Clearly, the idea with this root word is that a level of detail is being removed when the summary of something is presented. Rather than still being individual things, the summary of things is another layer of abstraction that represents the underlying detail.


So, my conclusion is that, in data warehousing application, the term aggregate can be used to represent an object that brings together various other ideas and combines them together in one place, regardless of any change or lack of change in the level of granularity. A summary, on the other hand, has to imply either a change in granularity either through mathematical means or by eliminating the amount of precision in a series of events.


Example 1:
If I have two fact tables, one representing purchase orders and the other invoices, I can create an aggregate that still contains all the same detail, but pre-joins those fact tables together in a new kind of fact. In order for that to be a summary, I also have to roll it up to something higher than the transaction grain.

Example 2:
If I have a workflow event table that I use to track how long it takes an order to go from ordered to fulfilling to packaging to shipping to billing, I can create a summary that only has ordered and shipping status records. In this case, the level of granularity hasn't really changed, but the level of detail has, so it is a summary.

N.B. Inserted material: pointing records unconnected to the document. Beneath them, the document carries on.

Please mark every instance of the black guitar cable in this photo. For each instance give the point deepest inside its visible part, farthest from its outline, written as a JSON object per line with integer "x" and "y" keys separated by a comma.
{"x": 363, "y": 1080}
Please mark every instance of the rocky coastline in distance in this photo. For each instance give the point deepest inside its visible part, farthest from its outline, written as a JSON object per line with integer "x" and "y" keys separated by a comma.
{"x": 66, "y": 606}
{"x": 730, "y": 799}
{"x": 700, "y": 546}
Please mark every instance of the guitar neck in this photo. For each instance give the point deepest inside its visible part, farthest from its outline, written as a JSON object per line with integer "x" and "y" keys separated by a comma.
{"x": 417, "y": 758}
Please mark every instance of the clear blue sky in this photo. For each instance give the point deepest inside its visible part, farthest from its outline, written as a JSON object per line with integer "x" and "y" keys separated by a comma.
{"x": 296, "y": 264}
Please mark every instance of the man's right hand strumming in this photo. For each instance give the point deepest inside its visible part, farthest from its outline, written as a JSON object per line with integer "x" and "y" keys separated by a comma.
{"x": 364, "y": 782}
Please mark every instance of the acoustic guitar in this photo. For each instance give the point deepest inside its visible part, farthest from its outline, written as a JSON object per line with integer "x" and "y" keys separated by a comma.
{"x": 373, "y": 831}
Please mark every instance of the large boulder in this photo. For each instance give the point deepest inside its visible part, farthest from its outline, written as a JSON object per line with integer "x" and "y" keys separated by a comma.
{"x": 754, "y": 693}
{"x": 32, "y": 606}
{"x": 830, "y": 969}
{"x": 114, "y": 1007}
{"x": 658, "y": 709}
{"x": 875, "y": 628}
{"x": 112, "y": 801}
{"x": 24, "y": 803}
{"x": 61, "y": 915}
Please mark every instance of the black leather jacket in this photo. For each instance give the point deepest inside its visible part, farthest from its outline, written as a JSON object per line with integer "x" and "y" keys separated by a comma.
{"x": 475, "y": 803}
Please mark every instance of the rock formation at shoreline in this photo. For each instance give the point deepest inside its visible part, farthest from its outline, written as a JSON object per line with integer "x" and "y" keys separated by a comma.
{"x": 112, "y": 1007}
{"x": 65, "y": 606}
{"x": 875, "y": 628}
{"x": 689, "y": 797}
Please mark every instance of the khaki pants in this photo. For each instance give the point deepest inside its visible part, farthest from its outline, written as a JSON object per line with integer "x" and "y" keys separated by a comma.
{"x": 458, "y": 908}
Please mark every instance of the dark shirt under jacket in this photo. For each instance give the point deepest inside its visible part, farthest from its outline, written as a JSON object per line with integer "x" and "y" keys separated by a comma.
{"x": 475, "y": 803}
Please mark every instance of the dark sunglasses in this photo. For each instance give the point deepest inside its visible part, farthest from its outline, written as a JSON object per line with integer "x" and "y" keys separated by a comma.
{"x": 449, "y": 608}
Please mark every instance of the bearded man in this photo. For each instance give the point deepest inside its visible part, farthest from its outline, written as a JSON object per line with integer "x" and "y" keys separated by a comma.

I'm open to comments on this, but it seems very straight forward given the dictionary definition of the terms. I know people may use them differently, but we're a group of data-driven experts. Shouldn't clear and precision definition of terms be something that we strive for?

Monday, June 1, 2009

BI Maturity

This isn't a comment about the maturity of the BI industry, data warehousing methodology, or information visualization tools. This is a thought about how "business intelligence" goes through local cycles within a particular organization. Obviously, there are a lot of different paths that "business intelligence" can follow within any given organization, and that path is greatly influenced by industry and geographic business drivers, technologies, personalities, politics, lack or presence of champions, corporate culture, philosophy, and a myriad of other things.

Sometimes, "BI" takes a turn for the worse as it matures in an organization. It seems like there is a fine, but dramatic, line between "huge success because it is a centralized group of people" to "huge failure because it exists in isolation". The question is, can an organization going through this sort of transition leverage the opportunity to reach a both-and resolution:

  • Yes, the BI organization was headed down a path to failure and irrelevance;
  • And, yes, BI is an even more critical idea than ever in our organization.

Here's how we go forward, successfully leveraging BI expertise in the organization while also distributing an understanding and philosophy about business intelligence that is relevant across the organiation ---- after all, shouldn't every part of the business behave as intelligently as possible?

...Walking on Coals...

I've decided to continue an old B-Eye Blog called Sharpening Stones that I'd started up a few years ago, but to migrate the blog here. No offence intended to the great folks at the B Eye Network.

The URL for this new generation of the blog references the inspiration for it, the lyrics from REM's Exhuming McCarthy. You can reread my explanation back at the old blog in posts 1 and 2.